Это моя земля! (Громов) - страница 2

  Уши котенка вдруг встали торчком, шерсть вздыбилась и он дымчатой молнией взлетел на крышку ближайшего контейнера, где, выгнув спину коромыслом, взвыл на одной бесконечной тягучей ноте, сверкая зелеными круглыми глазищами. Выскочившая из-за угла небольшая мертвая дворняга, донельзя ободранная, с торчащими сквозь обрывки шкуры ребрами и выгрызенным животом, с грохотом врезалась в стенку контейнера и тупо уставилась вверх, на исходящего шипением, будто вскипевший чайник, котейку. Тот, гневно повыв еще несколько секунд, сообразил, что опасность, похоже, миновала, и ждать каких-либо проблем от противника уже не стоит, победоносно фыркнул и прыжками, с одного контейнера на другой, бросился прочь. Потому что уже успел уяснить - если стоящий перед тобой прямо сейчас противник слаб и глуп, то это вовсе не означает, что рядом не ошивается другой, куда более сильный, умный и ловкий.

  А дохлая псина продолжала стоять, глядя белесыми, тусклыми, словно оловянные пуговицы, глазами вслед несостоявшемуся обеду. В умершем, разлагающемся городе Жизнь одержала пусть и маленькую, но все же победу над Смертью, и, значит, еще не все потеряно. Надежда остается всегда.   
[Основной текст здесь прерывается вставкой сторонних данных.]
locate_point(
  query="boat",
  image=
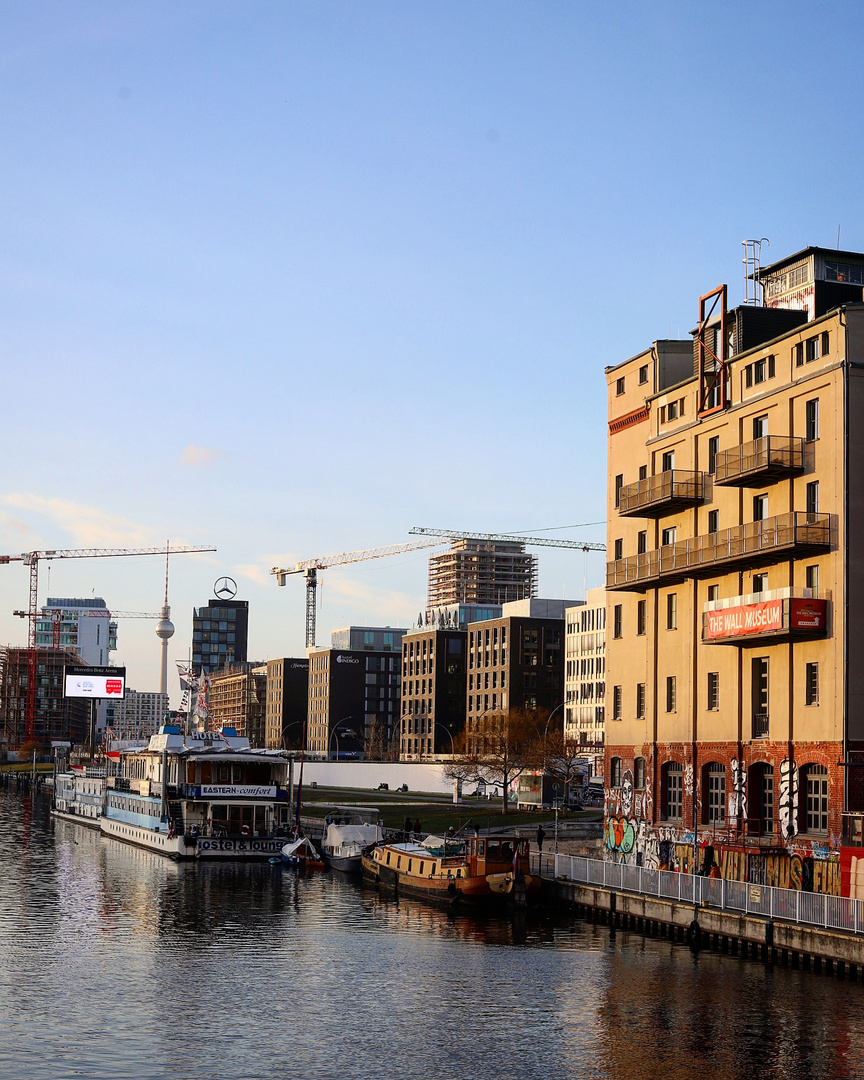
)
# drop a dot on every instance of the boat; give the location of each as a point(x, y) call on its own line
point(482, 869)
point(348, 833)
point(301, 853)
point(206, 795)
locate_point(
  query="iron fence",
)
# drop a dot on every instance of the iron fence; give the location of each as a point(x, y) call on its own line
point(745, 898)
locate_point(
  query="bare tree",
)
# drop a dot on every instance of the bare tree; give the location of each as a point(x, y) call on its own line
point(496, 748)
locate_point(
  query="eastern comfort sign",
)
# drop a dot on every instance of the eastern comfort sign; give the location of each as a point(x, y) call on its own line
point(770, 617)
point(94, 682)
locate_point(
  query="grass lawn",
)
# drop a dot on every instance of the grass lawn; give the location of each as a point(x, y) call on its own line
point(436, 813)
г. Пересвет, база Подмосковного ОМОН. 28 марта, среда, поздний вечер.

     - Ну, что, комиссар Толмачев, опять ты в историю влез? Все неймется тебе? А если б они тебя, Грошев, не послушали? Ведь могли не просто морду набить, а и пристрелить под горячую руку... Что, сильно в Лазо[1] поиграть захотелось, героическая личность ты наша доморощенная?
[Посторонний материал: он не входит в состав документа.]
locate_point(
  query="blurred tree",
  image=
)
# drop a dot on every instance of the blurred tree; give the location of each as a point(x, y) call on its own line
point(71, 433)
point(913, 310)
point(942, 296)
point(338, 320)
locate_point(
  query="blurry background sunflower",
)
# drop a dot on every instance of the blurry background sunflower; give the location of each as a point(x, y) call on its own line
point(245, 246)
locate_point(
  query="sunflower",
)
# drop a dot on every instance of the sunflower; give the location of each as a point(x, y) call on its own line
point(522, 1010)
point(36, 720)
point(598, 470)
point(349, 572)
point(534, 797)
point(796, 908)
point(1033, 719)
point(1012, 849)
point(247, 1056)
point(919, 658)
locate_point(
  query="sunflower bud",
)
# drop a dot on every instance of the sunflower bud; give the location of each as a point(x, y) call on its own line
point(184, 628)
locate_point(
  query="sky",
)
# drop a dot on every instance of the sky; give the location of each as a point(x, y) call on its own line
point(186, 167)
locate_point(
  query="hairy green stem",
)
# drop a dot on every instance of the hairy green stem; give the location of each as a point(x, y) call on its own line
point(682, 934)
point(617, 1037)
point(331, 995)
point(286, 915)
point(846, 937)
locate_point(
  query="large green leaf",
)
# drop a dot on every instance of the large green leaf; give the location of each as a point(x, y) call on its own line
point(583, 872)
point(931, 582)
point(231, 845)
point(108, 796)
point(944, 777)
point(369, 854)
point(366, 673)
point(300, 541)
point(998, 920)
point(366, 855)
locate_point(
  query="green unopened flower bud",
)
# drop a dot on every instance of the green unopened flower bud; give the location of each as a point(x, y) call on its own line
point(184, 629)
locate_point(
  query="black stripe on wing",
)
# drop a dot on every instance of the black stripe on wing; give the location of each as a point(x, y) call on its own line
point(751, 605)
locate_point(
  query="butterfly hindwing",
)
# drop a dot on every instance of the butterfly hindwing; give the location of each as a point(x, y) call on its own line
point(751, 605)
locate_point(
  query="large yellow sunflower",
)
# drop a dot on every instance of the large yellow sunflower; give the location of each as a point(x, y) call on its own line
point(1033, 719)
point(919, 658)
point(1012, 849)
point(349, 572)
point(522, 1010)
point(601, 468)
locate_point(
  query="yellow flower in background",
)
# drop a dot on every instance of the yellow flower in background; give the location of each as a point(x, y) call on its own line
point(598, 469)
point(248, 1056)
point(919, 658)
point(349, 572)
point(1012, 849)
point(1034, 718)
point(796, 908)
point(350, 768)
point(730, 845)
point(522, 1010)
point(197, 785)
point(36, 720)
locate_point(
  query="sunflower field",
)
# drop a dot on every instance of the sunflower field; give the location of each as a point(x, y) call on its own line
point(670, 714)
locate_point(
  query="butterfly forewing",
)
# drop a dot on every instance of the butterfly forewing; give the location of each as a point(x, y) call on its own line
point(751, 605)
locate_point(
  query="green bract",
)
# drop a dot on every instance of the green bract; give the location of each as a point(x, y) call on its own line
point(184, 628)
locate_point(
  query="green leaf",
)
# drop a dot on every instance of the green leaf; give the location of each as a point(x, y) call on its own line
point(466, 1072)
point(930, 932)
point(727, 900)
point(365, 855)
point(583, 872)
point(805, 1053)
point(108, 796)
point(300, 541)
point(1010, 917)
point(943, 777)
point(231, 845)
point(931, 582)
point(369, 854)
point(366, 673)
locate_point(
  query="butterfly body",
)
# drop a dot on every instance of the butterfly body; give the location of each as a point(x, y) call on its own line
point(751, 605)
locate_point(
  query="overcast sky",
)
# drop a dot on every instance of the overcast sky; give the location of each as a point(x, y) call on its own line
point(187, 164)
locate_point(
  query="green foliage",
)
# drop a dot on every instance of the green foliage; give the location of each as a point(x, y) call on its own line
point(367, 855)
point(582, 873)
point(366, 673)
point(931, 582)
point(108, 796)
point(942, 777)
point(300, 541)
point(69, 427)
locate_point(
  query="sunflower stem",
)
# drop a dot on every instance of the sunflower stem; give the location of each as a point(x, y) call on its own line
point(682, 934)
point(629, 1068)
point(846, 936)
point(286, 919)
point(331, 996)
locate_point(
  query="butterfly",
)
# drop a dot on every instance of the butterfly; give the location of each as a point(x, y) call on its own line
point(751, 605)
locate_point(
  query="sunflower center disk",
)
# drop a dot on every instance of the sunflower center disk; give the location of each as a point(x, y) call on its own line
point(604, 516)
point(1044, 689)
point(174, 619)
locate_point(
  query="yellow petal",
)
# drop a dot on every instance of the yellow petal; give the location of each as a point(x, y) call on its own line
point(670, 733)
  - Тащ полковник, так Лазо, вроде, в топке паровозной сожгли, а не расстреляли...

  - И какая ему в результате вышла разница? - скептически заламывает правую бровь Львов. - Не умничал бы ты, Грошев. Вот со стороны на тебя глянешь - вполне себе нормальный боец ОМОН: сам здоровый, морда кирпичом, взгляд зверский... А как рот откроешь - все, сразу все твое высшее образование из тебя переть во все стороны начинает, как квашня из кадушки. Так что, уж лучше помалкивай, а то из образа выбиваешься.

  Нет, умеет все-таки Батя внушения делать! Ведь и не ругается, и не орет, кулаками по столу не стучит, и даже шутит. Голос тихий и такой... словно у доброго учителя, что нерадивому хулиганистому ученику что-то объяснить пытается. А чувствую я себя при этом... Короче, уж лучше бы он орал и кулаками стучал.

  - Виноват, - понуро склоняю голову я. - Только ведь вся эта буча, если честно, при некотором моем участии началась. Ну, и не смог я в стороне остаться. Сам наломал дров - сам и исправить пытался. Вроде, вполне удачно.